The first half of 2012 saw a 6.4-per-cent increase in revenue for Kenya’s tourism industry – Sh38.7 billion – compared with the same period in 2011 – Sh36.4 billion. Tourism minister Danson Mwazo, who announced the figures, suggested that a reduction in arrivals, coupled with controlled spending by visitors, meant that the numbers were not as high as they should have been. He also said that Europe remains the primary source market for Kenyan tourism, with a 44-per-cent market share, while Africa is second with 25 per cent and America is third representing 14 per cent of the market. The UK remains top in terms of share arrivals by air and sea. “Travel advisories by the key source markets such as UK, France and US contributed to a slight decline in the number of arrivals,” said Mwazo. “Insecurity on the coast of Somalia led to a decrease in the number of cruise ships and cancellation of charter flights also had a negative impact.” He does, however, expect figures to improve for the remainder of the year.
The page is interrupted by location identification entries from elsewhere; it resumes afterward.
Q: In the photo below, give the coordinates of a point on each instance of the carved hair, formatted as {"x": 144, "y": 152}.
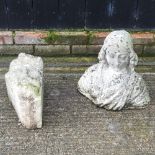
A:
{"x": 123, "y": 42}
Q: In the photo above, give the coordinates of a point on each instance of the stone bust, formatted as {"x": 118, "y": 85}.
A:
{"x": 112, "y": 83}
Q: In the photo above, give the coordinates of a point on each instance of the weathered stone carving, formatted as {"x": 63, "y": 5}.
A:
{"x": 24, "y": 83}
{"x": 113, "y": 83}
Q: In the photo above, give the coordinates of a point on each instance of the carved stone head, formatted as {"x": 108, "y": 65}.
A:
{"x": 117, "y": 51}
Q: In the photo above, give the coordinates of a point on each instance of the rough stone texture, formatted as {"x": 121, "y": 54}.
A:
{"x": 138, "y": 49}
{"x": 15, "y": 49}
{"x": 29, "y": 37}
{"x": 6, "y": 37}
{"x": 51, "y": 50}
{"x": 58, "y": 38}
{"x": 86, "y": 49}
{"x": 24, "y": 83}
{"x": 149, "y": 50}
{"x": 74, "y": 126}
{"x": 70, "y": 38}
{"x": 143, "y": 38}
{"x": 97, "y": 38}
{"x": 112, "y": 83}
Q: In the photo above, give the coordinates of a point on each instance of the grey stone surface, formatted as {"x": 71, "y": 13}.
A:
{"x": 74, "y": 126}
{"x": 15, "y": 49}
{"x": 86, "y": 49}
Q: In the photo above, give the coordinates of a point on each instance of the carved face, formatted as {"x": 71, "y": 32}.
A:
{"x": 117, "y": 61}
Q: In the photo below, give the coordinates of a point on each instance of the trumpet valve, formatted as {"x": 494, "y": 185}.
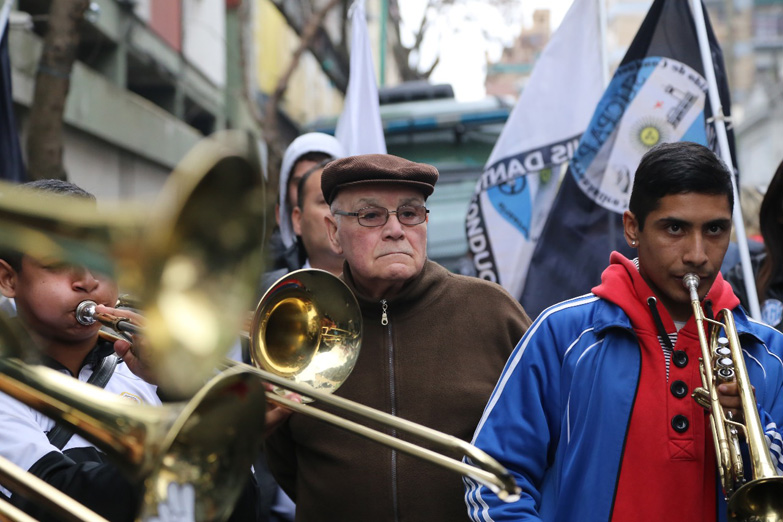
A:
{"x": 702, "y": 397}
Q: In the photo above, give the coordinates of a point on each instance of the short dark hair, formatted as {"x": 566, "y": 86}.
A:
{"x": 52, "y": 186}
{"x": 300, "y": 192}
{"x": 316, "y": 157}
{"x": 60, "y": 187}
{"x": 677, "y": 168}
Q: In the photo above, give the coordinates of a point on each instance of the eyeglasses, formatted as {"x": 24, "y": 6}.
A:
{"x": 409, "y": 215}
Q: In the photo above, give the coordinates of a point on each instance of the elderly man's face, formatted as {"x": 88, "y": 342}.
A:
{"x": 381, "y": 258}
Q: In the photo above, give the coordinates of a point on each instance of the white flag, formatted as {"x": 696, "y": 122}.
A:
{"x": 519, "y": 183}
{"x": 359, "y": 128}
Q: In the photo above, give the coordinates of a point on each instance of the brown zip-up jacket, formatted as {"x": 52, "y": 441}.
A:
{"x": 436, "y": 363}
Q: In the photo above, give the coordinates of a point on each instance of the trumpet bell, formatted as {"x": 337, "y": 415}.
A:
{"x": 759, "y": 500}
{"x": 307, "y": 329}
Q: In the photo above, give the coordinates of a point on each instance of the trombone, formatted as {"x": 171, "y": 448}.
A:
{"x": 306, "y": 337}
{"x": 190, "y": 258}
{"x": 761, "y": 497}
{"x": 208, "y": 443}
{"x": 22, "y": 482}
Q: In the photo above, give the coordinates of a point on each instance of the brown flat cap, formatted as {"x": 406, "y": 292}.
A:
{"x": 376, "y": 168}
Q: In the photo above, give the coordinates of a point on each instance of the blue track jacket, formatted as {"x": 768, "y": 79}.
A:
{"x": 559, "y": 414}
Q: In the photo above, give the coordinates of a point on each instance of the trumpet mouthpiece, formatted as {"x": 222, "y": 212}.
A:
{"x": 85, "y": 313}
{"x": 690, "y": 281}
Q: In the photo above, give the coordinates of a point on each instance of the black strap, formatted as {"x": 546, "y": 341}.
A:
{"x": 61, "y": 433}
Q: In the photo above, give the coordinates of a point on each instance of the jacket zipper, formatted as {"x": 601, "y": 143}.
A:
{"x": 393, "y": 397}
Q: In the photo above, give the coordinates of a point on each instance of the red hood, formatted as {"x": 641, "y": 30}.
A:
{"x": 623, "y": 285}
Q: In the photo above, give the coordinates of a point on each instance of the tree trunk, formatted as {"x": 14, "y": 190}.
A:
{"x": 52, "y": 82}
{"x": 308, "y": 33}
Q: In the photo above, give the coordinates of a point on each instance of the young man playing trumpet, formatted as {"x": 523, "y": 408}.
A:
{"x": 47, "y": 293}
{"x": 593, "y": 413}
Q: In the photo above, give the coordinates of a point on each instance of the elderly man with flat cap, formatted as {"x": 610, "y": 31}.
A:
{"x": 433, "y": 346}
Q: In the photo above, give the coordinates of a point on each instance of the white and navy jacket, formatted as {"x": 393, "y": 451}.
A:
{"x": 79, "y": 469}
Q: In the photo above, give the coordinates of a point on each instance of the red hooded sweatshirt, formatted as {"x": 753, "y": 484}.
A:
{"x": 668, "y": 469}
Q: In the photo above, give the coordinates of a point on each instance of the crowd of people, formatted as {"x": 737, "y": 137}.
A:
{"x": 589, "y": 407}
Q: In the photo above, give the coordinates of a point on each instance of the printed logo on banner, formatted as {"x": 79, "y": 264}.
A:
{"x": 772, "y": 312}
{"x": 650, "y": 101}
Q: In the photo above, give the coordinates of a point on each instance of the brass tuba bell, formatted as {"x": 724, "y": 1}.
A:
{"x": 207, "y": 444}
{"x": 192, "y": 260}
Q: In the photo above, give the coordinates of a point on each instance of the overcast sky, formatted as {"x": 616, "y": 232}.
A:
{"x": 469, "y": 34}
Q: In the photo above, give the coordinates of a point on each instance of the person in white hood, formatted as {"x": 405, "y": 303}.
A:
{"x": 307, "y": 152}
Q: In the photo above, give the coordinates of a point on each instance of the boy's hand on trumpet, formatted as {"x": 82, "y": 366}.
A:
{"x": 131, "y": 354}
{"x": 728, "y": 395}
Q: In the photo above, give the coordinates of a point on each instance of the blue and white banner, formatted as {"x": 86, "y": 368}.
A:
{"x": 359, "y": 128}
{"x": 658, "y": 94}
{"x": 515, "y": 193}
{"x": 11, "y": 164}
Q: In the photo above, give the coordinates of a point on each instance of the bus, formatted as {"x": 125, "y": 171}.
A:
{"x": 425, "y": 123}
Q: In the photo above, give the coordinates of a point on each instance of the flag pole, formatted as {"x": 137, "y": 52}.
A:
{"x": 602, "y": 27}
{"x": 725, "y": 153}
{"x": 5, "y": 14}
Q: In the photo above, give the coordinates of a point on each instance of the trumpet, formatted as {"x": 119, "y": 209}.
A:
{"x": 305, "y": 339}
{"x": 761, "y": 497}
{"x": 193, "y": 255}
{"x": 190, "y": 258}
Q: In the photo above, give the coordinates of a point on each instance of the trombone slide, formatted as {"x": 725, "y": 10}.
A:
{"x": 28, "y": 485}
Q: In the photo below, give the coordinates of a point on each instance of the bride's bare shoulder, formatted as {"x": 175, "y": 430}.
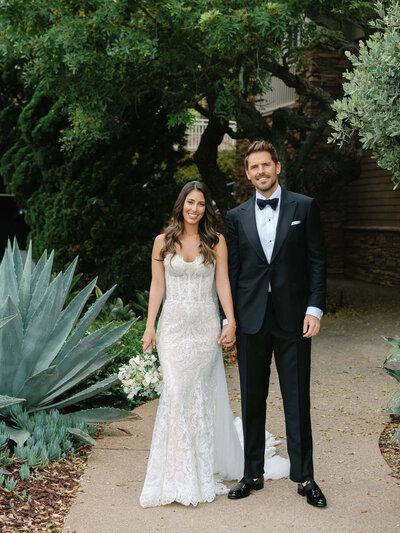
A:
{"x": 160, "y": 239}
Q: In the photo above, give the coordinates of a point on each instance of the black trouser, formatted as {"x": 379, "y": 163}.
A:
{"x": 292, "y": 358}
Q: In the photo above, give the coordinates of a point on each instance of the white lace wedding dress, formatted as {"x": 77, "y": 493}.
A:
{"x": 196, "y": 443}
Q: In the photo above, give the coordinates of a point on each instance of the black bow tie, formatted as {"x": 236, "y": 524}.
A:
{"x": 273, "y": 203}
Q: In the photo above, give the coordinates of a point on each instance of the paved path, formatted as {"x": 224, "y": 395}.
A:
{"x": 349, "y": 392}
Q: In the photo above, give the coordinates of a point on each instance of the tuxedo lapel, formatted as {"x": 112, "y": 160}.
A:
{"x": 248, "y": 219}
{"x": 286, "y": 212}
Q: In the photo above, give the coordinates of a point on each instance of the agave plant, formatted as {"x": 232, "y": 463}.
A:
{"x": 45, "y": 349}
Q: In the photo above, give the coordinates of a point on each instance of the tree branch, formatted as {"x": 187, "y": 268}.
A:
{"x": 293, "y": 80}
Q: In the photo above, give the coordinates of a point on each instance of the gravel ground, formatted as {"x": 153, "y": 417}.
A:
{"x": 349, "y": 392}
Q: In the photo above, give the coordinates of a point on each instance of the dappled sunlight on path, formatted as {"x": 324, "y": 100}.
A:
{"x": 349, "y": 392}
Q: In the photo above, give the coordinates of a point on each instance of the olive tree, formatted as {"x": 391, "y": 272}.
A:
{"x": 370, "y": 107}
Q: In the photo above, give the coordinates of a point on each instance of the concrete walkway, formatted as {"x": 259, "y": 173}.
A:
{"x": 349, "y": 392}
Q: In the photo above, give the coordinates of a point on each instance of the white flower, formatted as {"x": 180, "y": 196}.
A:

Meanwhile, Kenya Airways reported healthy half-year results, with a 20.6-per-cent increase compared with last year, largely driven by high demand for air travel, cargo and mail shipping, although runaway costs remain a significant problem.
Casting a shadow over these positive figures, however, is the recent news that renewed ethnic clashes in the south east of the country claimed at least 30 lives on 10 September, including children and policemen. Rival groups have been involved in violence relating to cattle-grazing rights in the Tana River district, and this latest outbreak of violence involved a mob of over 300 people attacking Kilelengwani village and setting fire to 167 homes. It follows 50 deaths from fighting in August, the worst violence since 2007’s disputed presidential elections. “The situation is getting dangerous,” said Abbas Gullet, chief of Kenya Red Cross, “something needs to be done urgently.”